That’s the word according to a report from the American Coalition for Clean Coal Electricity. The Daily Caller has the story, saving us the trouble of reading the report:
Within the next three to five years, more than 200 coal-fired electric generating units will be shut down across 25 states due to EPA regulations and factors including cheap natural gas, according to a new report by the American Coalition for Clean Coal Electricity.
We recently wrote about the loss of 1,200 coal industry jobs. The closure of 200 power plants, and the impacts on the coal industry, is going to cost a lot more than 1,200 jobs. It’s also a lot of electricity. The report states that as much as 36,000 megawatts (MW) of coal-based electricity may be loss due to the the so-called war on coal. By comparison, the Solar Energy Industries Association reports that the U.S. today has only about 5,700 MW of installed solar electric capacity. Although the solar industry is young, and growing rapidly, compensating for 36,000 MW of coal is going to be difficult. I assume that most of it will come from natural gas.
The war on coal, as Obama Administration and EPA critics have labeled the ongoing efforts to control power plant emissions, is gaining traction in the presidential and congressional races. Matter of fact, the state of the coal industry may swing the vote in three big states: Pennsylvania, Ohio, and West Virginia. And don’t doubt for a second that folks aren’t willing to make political hay out of this issue:
On Friday, the coal industry caught a slight break as the House voted 233 to 175 to stop the Obama administration’s so-called “war on coal,” passing a bill that would limit the EPA’s regulatory authority over greenhouse gases and limit the Interior Department’s ability to issue coal mining rules.

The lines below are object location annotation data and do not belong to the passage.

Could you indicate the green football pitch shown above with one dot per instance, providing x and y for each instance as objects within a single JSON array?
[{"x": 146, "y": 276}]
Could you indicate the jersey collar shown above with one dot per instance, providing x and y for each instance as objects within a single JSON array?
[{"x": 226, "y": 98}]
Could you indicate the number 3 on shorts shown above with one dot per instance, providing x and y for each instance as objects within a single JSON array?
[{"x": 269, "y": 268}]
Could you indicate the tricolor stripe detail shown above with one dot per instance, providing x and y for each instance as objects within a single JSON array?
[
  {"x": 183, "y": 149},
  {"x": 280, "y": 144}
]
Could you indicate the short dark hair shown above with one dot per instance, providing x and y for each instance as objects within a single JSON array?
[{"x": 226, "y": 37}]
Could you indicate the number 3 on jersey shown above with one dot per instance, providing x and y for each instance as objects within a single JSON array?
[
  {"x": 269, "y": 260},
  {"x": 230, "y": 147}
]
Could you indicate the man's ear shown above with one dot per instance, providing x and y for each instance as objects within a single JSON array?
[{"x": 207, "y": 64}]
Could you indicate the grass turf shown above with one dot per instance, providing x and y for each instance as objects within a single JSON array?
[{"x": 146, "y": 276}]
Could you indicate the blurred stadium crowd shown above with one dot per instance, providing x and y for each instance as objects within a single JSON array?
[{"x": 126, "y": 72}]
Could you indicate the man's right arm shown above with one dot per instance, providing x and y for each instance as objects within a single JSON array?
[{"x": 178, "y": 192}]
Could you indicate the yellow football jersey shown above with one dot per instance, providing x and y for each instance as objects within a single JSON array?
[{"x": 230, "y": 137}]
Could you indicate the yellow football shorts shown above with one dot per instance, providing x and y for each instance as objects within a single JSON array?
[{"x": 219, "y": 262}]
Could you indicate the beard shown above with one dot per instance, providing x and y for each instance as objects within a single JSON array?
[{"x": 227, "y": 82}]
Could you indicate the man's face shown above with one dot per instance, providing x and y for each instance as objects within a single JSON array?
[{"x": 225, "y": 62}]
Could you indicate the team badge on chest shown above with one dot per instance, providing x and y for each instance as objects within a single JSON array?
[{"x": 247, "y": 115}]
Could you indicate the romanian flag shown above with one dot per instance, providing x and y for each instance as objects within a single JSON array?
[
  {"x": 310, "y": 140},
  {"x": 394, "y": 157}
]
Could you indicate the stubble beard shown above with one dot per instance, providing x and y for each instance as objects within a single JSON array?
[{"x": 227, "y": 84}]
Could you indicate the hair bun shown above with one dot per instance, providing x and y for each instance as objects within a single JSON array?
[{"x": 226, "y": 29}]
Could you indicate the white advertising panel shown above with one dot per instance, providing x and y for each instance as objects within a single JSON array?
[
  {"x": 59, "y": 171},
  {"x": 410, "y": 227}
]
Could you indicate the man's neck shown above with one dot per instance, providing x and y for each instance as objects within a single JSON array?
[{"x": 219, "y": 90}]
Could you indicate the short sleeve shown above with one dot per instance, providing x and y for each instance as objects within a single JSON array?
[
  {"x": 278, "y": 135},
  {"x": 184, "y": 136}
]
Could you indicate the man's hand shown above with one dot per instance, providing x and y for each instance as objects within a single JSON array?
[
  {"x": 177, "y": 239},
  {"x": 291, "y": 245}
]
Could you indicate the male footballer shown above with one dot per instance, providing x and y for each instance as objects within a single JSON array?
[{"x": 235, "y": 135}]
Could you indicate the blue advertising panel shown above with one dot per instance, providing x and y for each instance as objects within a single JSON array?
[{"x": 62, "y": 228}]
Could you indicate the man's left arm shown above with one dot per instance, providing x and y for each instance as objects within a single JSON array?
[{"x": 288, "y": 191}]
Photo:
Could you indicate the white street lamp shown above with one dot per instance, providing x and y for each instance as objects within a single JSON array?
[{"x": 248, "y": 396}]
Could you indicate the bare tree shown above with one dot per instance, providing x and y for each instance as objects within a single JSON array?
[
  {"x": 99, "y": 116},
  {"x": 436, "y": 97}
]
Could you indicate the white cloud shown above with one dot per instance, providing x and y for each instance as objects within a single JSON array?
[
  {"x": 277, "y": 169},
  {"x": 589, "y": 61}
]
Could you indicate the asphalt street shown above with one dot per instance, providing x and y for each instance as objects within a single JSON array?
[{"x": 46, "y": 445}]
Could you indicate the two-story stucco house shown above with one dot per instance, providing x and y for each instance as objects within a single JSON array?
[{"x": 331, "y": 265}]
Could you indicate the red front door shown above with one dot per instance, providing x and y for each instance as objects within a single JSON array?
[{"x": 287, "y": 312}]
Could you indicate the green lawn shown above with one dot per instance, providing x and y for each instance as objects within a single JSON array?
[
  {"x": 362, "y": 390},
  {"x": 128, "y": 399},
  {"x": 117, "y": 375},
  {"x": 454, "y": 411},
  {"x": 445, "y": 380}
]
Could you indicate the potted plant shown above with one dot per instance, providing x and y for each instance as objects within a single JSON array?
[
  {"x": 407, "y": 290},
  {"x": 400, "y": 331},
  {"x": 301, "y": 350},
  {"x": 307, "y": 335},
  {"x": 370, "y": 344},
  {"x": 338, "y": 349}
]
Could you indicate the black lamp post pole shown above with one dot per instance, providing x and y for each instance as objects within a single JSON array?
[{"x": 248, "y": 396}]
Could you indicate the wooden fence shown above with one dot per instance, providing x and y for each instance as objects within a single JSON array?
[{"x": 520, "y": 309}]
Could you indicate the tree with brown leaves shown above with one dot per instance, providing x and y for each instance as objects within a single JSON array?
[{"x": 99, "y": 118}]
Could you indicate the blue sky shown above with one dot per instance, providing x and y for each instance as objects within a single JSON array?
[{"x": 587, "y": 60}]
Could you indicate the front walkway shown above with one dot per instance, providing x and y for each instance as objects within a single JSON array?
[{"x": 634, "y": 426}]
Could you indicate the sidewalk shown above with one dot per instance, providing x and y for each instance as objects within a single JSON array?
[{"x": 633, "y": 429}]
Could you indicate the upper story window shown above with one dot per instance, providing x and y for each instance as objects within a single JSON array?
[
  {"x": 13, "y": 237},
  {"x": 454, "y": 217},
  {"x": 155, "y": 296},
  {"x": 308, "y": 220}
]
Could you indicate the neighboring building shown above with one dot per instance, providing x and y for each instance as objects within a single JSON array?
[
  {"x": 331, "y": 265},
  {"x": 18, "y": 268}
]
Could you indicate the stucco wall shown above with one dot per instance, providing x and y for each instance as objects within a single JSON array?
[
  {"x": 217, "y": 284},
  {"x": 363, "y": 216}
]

This House bill isn’t going anywhere, of course, since the Democrats control the Senate. But that’s not really the point (the point is to highlight the issue for political reasons).
Who knows what will happen in November, but regardless of the election I think the future is one where the coal industry continues to shrink, coal jobs continue to be shed, the U.S. loses tens of thousands of MWs of coal-generated electricity, and electricity rates rise.